Study: Narcissists thrive on social media, engage in various tell-tale behaviors

WÜRZBURG, Germany — If you feel like those Facebook friends who constantly post photos or updates about their daily adventures might be a bit full of themselves, you may just be right. A new study finds that certain behaviors people engage in on a social network may determine who among your friends are narcissists, and who are not.

Researchers at the University of Würzburg and the Leibniz Institute for Educational Trajectories, Bamberg, both in Germany, conducted a meta-analysis of 57 previous studies, in which more than 25,000 individuals were examined in total.

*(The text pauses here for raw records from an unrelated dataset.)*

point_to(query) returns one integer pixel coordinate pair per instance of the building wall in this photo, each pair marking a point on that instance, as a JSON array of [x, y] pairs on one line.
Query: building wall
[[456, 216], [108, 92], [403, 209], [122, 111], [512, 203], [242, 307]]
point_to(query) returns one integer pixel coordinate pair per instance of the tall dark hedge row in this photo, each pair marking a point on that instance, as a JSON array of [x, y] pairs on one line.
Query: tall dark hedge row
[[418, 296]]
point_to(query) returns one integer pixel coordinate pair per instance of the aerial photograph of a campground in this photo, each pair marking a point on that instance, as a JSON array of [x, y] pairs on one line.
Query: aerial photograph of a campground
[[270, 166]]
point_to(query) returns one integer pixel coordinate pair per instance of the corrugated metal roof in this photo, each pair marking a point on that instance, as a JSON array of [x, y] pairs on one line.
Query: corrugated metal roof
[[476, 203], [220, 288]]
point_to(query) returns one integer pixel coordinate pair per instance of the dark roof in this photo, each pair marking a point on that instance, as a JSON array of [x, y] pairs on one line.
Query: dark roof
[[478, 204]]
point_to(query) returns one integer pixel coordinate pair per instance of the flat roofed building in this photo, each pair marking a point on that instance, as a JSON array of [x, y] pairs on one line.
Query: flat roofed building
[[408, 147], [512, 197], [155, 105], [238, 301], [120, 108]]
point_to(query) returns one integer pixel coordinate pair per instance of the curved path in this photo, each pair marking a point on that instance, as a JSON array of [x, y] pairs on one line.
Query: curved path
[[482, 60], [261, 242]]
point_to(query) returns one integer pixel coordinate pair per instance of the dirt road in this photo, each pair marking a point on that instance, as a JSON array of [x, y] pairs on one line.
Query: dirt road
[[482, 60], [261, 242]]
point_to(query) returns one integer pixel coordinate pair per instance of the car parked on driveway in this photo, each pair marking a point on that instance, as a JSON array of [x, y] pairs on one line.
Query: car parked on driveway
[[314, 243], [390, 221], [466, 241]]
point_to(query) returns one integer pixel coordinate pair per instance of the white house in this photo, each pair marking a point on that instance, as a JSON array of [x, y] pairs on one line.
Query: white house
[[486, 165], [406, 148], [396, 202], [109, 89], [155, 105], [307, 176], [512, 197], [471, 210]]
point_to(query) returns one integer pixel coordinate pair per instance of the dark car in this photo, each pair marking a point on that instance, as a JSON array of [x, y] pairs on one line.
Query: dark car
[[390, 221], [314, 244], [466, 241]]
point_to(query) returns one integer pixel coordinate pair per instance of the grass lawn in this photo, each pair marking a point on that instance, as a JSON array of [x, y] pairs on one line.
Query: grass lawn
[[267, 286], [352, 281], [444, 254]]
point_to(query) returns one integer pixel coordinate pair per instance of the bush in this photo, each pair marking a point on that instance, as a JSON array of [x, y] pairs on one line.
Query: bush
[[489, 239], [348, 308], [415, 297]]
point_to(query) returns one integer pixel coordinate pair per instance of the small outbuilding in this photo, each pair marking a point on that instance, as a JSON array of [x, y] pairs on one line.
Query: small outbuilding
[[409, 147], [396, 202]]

The researchers made a point to not only define narcissism, but draw a distinction between two very different types of narcissists.

Woman checking Facebook
New research shows that not only are narcissists drawn to social media, they’re more likely to self-promote and pursue large amounts of friends, among other behaviors.

Narcissists, according to the researchers, “think of themselves as being exceptionally talented, remarkable and successful. They love to present themselves to other people and seek approval from them.”

The two types of narcissists they distinguished were considered either “vulnerable” or “grandiose.” The former are emotionally sensitive, and struggle “with insecurity, fragile self-esteem, and social withdrawal.”

Grandiose narcissists, meanwhile, give off an air of being highly confident, and can be very vindictive. In formulating their hypothesis, the researchers posited that it was grandiose narcissists who were most active on social media.

They expressed their belief that such platforms would give grandiose narcissists an easy vehicle to reach a large audience, all while possessing control over the information that they indeed shared.

While previous studies on their own had found contradictory or non-existent links between social media use and displaying narcissistic traits, the German researchers found a few significant links between the two.

In particular, they found a positive correlation between one’s propensity to self-promote and pursue having a large number of friends or followers on social media and possessing narcissistic traits.

Narcissists spend more time on social media, in general, and are more likely to post a lot of photos.

While the researchers had hypothesized that cultural factors— such as it being taboo to be overly-individualistic— could influence one to use social media to a larger extent as an outlet for their narcissistic inclinations, evidence for this belief was limited.

The study’s findings were published in the Journal of Personality.